La quaresima ci ha insegnato a non scappare dal deserto.
A non fuggire dal deserto, anche con le sue ambiguità. Il deserto si presta infatti ad una duplice, possibile e contraddittoria, esperienza. Esso infatti può essere vissuto come luogo dell’aridità e della morte che cercano di sopraffare la vita. Oppure può essere esperito come fecondo ritorno all’essenziale e, dunque, verace possibilità di condivisione e di fraternità con i propri simili e di amorosa adorazione del Dio tre-volte-santo.

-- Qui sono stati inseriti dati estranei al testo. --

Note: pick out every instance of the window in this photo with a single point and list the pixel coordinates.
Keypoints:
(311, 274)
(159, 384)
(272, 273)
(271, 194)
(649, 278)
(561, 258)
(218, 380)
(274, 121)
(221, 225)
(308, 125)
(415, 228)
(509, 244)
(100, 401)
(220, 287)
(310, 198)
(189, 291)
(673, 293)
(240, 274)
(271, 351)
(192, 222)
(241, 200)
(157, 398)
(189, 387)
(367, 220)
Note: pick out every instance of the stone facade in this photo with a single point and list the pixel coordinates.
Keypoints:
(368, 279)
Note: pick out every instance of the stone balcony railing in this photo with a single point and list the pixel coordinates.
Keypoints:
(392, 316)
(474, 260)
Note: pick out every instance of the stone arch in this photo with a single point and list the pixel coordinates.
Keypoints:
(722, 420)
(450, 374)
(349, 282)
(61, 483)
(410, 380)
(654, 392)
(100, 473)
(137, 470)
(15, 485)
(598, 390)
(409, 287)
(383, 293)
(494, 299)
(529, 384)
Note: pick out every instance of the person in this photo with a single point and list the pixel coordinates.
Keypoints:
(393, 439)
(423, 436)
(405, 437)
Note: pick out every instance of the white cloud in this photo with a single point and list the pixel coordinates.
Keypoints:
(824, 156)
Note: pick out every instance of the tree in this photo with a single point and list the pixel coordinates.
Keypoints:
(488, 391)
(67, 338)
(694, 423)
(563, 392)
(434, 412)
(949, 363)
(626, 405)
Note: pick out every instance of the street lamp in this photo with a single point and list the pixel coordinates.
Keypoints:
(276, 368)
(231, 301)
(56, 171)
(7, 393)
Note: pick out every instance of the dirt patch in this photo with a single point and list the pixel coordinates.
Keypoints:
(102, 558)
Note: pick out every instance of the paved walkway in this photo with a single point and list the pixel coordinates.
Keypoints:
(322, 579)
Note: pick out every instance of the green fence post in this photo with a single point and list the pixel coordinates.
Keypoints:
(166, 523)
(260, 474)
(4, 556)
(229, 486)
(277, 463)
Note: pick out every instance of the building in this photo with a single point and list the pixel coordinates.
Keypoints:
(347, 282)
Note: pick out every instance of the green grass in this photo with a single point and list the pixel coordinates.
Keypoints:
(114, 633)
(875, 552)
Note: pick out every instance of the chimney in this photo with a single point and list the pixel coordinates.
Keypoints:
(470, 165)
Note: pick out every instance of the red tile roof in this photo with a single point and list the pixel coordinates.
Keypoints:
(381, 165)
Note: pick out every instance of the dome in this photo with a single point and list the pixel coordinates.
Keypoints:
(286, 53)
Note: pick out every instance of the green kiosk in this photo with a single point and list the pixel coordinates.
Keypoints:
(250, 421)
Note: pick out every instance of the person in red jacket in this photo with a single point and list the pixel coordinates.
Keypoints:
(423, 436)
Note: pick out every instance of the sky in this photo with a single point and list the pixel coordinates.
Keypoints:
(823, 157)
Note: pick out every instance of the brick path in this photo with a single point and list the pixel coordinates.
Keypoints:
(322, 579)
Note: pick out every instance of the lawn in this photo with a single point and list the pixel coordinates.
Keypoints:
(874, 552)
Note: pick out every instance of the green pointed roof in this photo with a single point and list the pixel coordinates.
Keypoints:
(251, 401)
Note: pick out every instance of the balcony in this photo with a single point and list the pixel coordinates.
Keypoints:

Nel tempo di Quaresima, lo Spirito Santo sospinge anche noi, come Gesù, ad entrare nel deserto. Non si tratta… di un luogo fisico, ma di una dimensione esistenziale in cui fare silenzio, metterci in ascolto della parola di Dio, «perché si compia in noi la vera conversione». Non avere paura del deserto, cercare momenti di più preghiera, di silenzio, di entrare dentro di noi. Non avere paura. Siamo chiamati a camminare sui sentieri di Dio.
(Papa Francesco)

La quaresima ci ha educato a saper attendere e riconoscere, anche nei nostri deserti personali e sociali, la presenza del Risorto e il suo passaggio nella nostra vita, a saper accogliere la grazia che sana le ferite profonde del cuore, a saper leggere la realtà nella verità del suo presentarsi. Un’attesa che si fa comprensione ed accoglienza del Regno di Dio che si mostra anche attraverso le righe storte ed inquiete del nostro tempo.
Non dobbiamo, dunque, evadere nelle fantasie delle nostre immaturità, né attardarci nelle meschinità del nostro animo, ma ci è chiesto di vivere, con giovanile agilità, nella certezza che rinvigorisce l’esistenza dell’uomo e dona consistenza alla storia. Ci è chiesto, cioè, di cogliere la bellezza ed il fascino della Pasqua, e di accoglierne la potenza e la grazia: la vita è ben più potente della morte!
La Pasqua ci dona questa certezza, la Pasqua è questa certezza: il deserto rifiorirà, i derelitti della terra troveranno giustizia, nessun gesto di amore servizievole andrà disperso, la morte non è l’ultima parola della storia, ma è il passaggio alla eternità beata della vita di Dio.
La Pasqua afferma la potenza dell’amore che vince persino il sepolcro con il tanfo mortale del suo chiuso. La Pasqua ci dona l’amore del nostro Dio: ci offre perciò la gioia che nasce dalla consapevolezza – tutta spirituale, tutta cioè nello Spirito e dallo Spirito di Dio – di esser voluti, amati, redenti.
La Pasqua ci mostra la verità e l’inesauribile forza della vita. Una benefica potenza da frequentare e da coltivare.
Alla luce della Parola di Dio, mi sembra di poter richiamare tre termini, sapidi di amore e di vita, tre parole che possono indicare un percorso di conversione pasquale alla vita per riappropriarci, nell’amore che è Dio, della nostra vita di cristiani. E, per noi presbiteri, della nostra vita sacerdotale.

2.
Un primo termine: stupore.
Ho paura delle persone che non si commuovono. Ho paura per un prete che ha perso il senso dello stupore e, di conseguenza, la passione per il Vangelo. A cominciare dallo stupore per la sua stessa vita.
Siamo stati voluti e voluti come figli e, come tali, eredi di umanità e di eternità.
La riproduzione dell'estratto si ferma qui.